Knowledge Base Ingestion

The ingestion module provides configuration and processing utilities for loading documents from directories into knowledge bases.

Overview

The ingestion system provides:

  • KnowledgeBaseConfig: Configuration for document processing
  • DirectoryProcessor: Processes documents according to configuration
  • Pattern matching: Glob patterns for file selection
  • Per-file configuration: Different settings per file type

Quick Start

from dataknobs_xization.ingestion import process_directory

# Process all files in directory
for doc in process_directory("./docs"):
    print(f"{doc.source_file}: {doc.chunk_count} chunks")

Configuration

KnowledgeBaseConfig

from dataknobs_xization.ingestion import KnowledgeBaseConfig, FilePatternConfig

config = KnowledgeBaseConfig(
    name="product-docs",

    # Default chunking for all files
    default_chunking={
        "max_chunk_size": 500,
    },

    # File patterns
    patterns=[
        FilePatternConfig(
            pattern="api/**/*.json",
            text_fields=["title", "description"],
        ),
        FilePatternConfig(pattern="**/*.md"),
    ],

    # Exclusions
    exclude_patterns=["**/drafts/**", "**/.git/**"],

    # Default metadata
    default_metadata={"version": "1.0"},
)

Config File

Create knowledge_base.json or knowledge_base.yaml in your docs directory:

name: product-docs
default_chunking:
  max_chunk_size: 500

patterns:
  - pattern: "api/**/*.json"
    text_fields:
      - title
      - description
  - pattern: "**/*.md"

exclude_patterns:
  - "**/drafts/**"

Processing Documents

DirectoryProcessor

from dataknobs_xization.ingestion import DirectoryProcessor, KnowledgeBaseConfig

config = KnowledgeBaseConfig.load("./docs")
processor = DirectoryProcessor(config, "./docs")
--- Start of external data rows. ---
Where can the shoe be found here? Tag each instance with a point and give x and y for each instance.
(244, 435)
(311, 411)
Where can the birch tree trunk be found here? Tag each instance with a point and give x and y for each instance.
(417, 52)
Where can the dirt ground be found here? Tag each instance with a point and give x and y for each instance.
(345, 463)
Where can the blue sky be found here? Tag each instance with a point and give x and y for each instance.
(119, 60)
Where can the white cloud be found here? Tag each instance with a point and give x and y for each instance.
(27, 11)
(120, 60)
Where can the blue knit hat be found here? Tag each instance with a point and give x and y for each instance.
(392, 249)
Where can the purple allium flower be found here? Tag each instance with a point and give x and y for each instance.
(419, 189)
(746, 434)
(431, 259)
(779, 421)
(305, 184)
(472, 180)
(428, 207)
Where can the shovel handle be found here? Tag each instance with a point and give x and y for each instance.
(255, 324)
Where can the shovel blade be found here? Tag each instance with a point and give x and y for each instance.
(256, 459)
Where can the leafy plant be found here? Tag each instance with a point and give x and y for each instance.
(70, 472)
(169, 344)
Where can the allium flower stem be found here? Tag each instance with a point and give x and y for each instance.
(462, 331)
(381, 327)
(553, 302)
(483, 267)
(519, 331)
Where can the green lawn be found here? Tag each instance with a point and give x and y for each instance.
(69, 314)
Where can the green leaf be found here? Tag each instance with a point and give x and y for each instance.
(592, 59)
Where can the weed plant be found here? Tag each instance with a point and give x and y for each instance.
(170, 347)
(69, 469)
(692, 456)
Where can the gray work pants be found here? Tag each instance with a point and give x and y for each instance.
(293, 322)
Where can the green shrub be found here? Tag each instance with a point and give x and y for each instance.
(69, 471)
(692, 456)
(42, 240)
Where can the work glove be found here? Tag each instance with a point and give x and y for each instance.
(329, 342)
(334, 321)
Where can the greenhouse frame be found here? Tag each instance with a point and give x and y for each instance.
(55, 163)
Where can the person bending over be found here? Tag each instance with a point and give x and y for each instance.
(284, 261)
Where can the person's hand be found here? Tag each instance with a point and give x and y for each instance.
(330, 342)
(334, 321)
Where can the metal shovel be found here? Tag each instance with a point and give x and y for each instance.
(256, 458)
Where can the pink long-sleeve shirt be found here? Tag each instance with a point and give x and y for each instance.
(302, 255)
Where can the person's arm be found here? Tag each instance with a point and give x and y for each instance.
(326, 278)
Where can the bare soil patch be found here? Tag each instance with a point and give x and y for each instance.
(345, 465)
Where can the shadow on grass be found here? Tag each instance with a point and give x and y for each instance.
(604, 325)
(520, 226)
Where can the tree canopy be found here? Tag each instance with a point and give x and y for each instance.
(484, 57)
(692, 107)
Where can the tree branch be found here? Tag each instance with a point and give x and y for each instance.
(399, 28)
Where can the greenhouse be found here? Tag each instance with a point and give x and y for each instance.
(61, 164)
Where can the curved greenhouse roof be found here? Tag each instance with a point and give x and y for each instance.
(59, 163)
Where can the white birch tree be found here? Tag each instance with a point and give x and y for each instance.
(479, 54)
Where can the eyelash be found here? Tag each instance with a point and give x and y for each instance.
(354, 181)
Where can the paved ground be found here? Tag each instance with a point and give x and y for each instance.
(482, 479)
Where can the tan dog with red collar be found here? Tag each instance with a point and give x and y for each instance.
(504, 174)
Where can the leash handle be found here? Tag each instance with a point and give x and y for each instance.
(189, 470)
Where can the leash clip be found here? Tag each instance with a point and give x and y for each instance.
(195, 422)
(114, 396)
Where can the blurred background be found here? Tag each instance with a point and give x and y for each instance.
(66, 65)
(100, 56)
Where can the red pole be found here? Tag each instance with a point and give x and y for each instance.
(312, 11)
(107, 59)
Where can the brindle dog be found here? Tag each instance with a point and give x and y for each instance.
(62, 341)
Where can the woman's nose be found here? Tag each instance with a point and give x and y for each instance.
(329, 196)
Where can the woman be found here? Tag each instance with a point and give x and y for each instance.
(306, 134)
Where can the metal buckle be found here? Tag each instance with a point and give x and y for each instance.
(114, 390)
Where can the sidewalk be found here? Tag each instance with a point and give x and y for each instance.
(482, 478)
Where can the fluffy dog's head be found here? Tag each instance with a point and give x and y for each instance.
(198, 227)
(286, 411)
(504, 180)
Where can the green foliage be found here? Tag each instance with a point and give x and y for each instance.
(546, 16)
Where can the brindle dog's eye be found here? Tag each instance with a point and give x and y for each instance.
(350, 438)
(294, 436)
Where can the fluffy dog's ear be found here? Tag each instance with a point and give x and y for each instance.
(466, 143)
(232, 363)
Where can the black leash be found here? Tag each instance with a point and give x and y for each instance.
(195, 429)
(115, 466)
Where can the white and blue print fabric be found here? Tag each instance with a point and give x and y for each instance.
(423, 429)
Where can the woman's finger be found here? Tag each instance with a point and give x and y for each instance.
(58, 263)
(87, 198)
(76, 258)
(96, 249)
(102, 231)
for doc in processor.process():
    if doc.has_errors:
        print(f"Error: {doc.source_file}: {doc.errors}")
    else:
        print(f"Processed: {doc.source_file}: {doc.chunk_count} chunks")
        for chunk in doc.chunks:
            print(f"  - {chunk['text'][:50]}...")

ProcessedDocument

@dataclass
class ProcessedDocument:
    source_file: str              # Path to source file
    document_type: str            # "markdown", "json", or "jsonl"
    chunks: list[dict[str, Any]]  # Processed chunks
    metadata: dict[str, Any]      # Document metadata
    errors: list[str]             # Processing errors

    @property
    def chunk_count(self) -> int: ...

    @property
    def has_errors(self) -> bool: ...

Integration with RAGKnowledgeBase

from dataknobs_bots.knowledge import RAGKnowledgeBase, KnowledgeBaseConfig

kb = await RAGKnowledgeBase.from_config(config)

# Load documents using ingestion config
kb_config = KnowledgeBaseConfig(
    name="docs",
    patterns=[
        FilePatternConfig(pattern="**/*.md"),
        FilePatternConfig(pattern="api/*.json", text_fields=["title", "body"]),
    ],
)

results = await kb.load_from_directory("./docs", config=kb_config)
print(f"Loaded {results['total_chunks']} chunks")

Supported File Types

Type Extension Processing
Markdown .md Tree-based chunking with heading preservation
JSON .json Template or field-based text generation
JSONL .jsonl, .ndjson Streaming line-by-line processing
Compressed .json.gz, .jsonl.gz Automatic decompression